Joel W. Burdick, Yanan Sui, Dorsa Sadigh, Yisong Yue, and Aaron D. Ames

Paper Code

ICRA presentation (12 minutes)

Supplementary Video (3 minutes)

Abstract

Characterizing what types of exoskeleton gaits are comfortable for users, and understanding the science of walking more generally, require recovering a user's utility landscape. Learning these landscapes is challenging, as walking trajectories are defined by numerous gait parameters, data collection from human trials is expensive, and user safety and comfort must be ensured. This work proposes the Region of Interest Active Learning (ROIAL) framework, which actively learns each user's underlying utility function over a region of interest that ensures safety and comfort. ROIAL learns from ordinal and preference feedback, which are more reliable feedback mechanisms than absolute numerical scores. The algorithm's performance is evaluated both in simulation and experimentally for three non-disabled subjects walking inside of a lower-body exoskeleton. ROIAL learns Bayesian posteriors that predict each exoskeleton user's utility landscape across four exoskeleton gait parameters. The algorithm discovers both commonalities and discrepancies across users' gait preferences and identifies the gait parameters that most influenced user feedback. These results demonstrate the feasibility of recovering gait utility landscapes from limited human trials.

Problem Statement

The presented algorithm, termed Region of Interest Active Learning (ROIAL), aims to characterize exoskeleton users' preferences over walking trajectories by learning the users' underlying gait preference landscapes. However, ROIAL does not want to give the user many gaits that make the user feel unsafe or uncomfortable. To this end, ROIAL learns to avoid sampling actions that lie within a "Region of Avoidance" (ROA). This changes the algorithm's goal to only learning the underlying preference landscape across the compliment of the ROA, termed the "Region of Interest" (ROI). This goal can be more formally defined as minimizing the error between the true underlying preference landscape and the learned model posterior, evaluated only over actions within the true ROI. This goal is accomplished by leveraging two forms of online user feedback: pairwise preferences and ordinal labels.

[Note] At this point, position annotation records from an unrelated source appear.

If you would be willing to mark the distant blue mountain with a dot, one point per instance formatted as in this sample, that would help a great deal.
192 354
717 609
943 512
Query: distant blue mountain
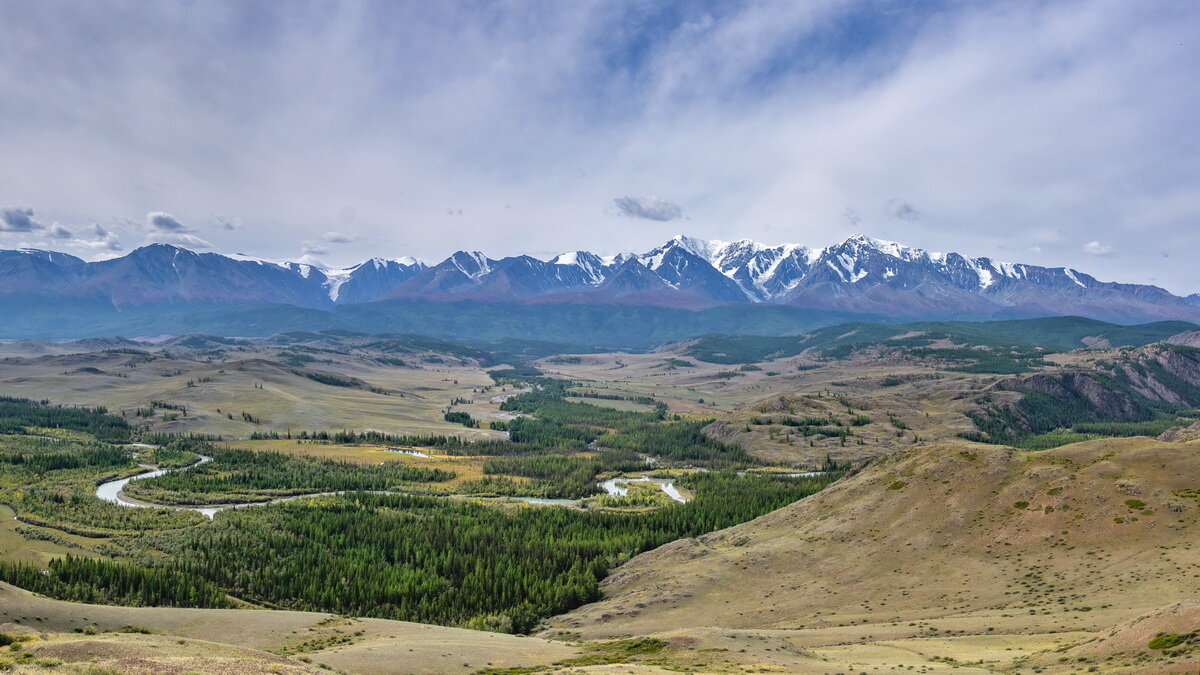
857 276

During the first few iterations, ROIAL samples widely across the action space.

ROIAL successfully avoids sampling in the ROA once the upper confidence bound is below the ROA threshold.

Simulation Results

We validate ROIAL's performance on the Hartmann3 (H3) function as well as randomly generated synthetic 3D functions. Through these simulations we evaluated three different aspects of the learning process: the relationship between the number of points included in the posterior update during each iteration (subset size) and the prediction error, the ability of ROIAL to avoid actions in the ROA, and the effect of noisy feedback on the prediction error.

Simulation Results: Effect of Subset Size

In each learning iteration, ROIAL updates the posterior over a random subset of actions. In the simulations, we evaluated the impact of the size of this set of actions, which we call the "subset size". The simulation results are shown in the figure below. Each plot shows the algorithm's error in predicting preferences and ordinal labels (mean +/- standard deviation). Each simulation evaluated the learning performance across 1000 randomly-selected actions.

Hartmann3 function prediction error ( leftmost two figures) and synthetic function prediction error (rightmost two figures)

Simulation Results: Effect of ROA Threshold on Identifying the ROA/ROI

Next, we evaluated in simulation how well ROIAL could identify the ROA/ROI. In each iteration, ROIAL estimates the ROA via an upper confidence bound criterion, governed by a hyperparameter denoted by λ. The results of these simulations showed that estimating the ROA more conservatively (i.e., smaller λ) resulted in fewer samples within the ROA. Also, all of the λ values resulted in similar prediction errors for both preferences and ordinal labels.

Below, the confusion matrices show the learned posterior's prediction accuracy across five ordinal categories.

Number of samples in the ROA and prediction error in the ROI


Confusion matrices for simulations

Simulation Results: Effect of Feedback Noise on Prediction Error

Lastly, the simulations were used to evaluate the effect of noisy feedback on learning. These results, shown in the figure below, demonstrate that noisier feedback caused a slower learning rate.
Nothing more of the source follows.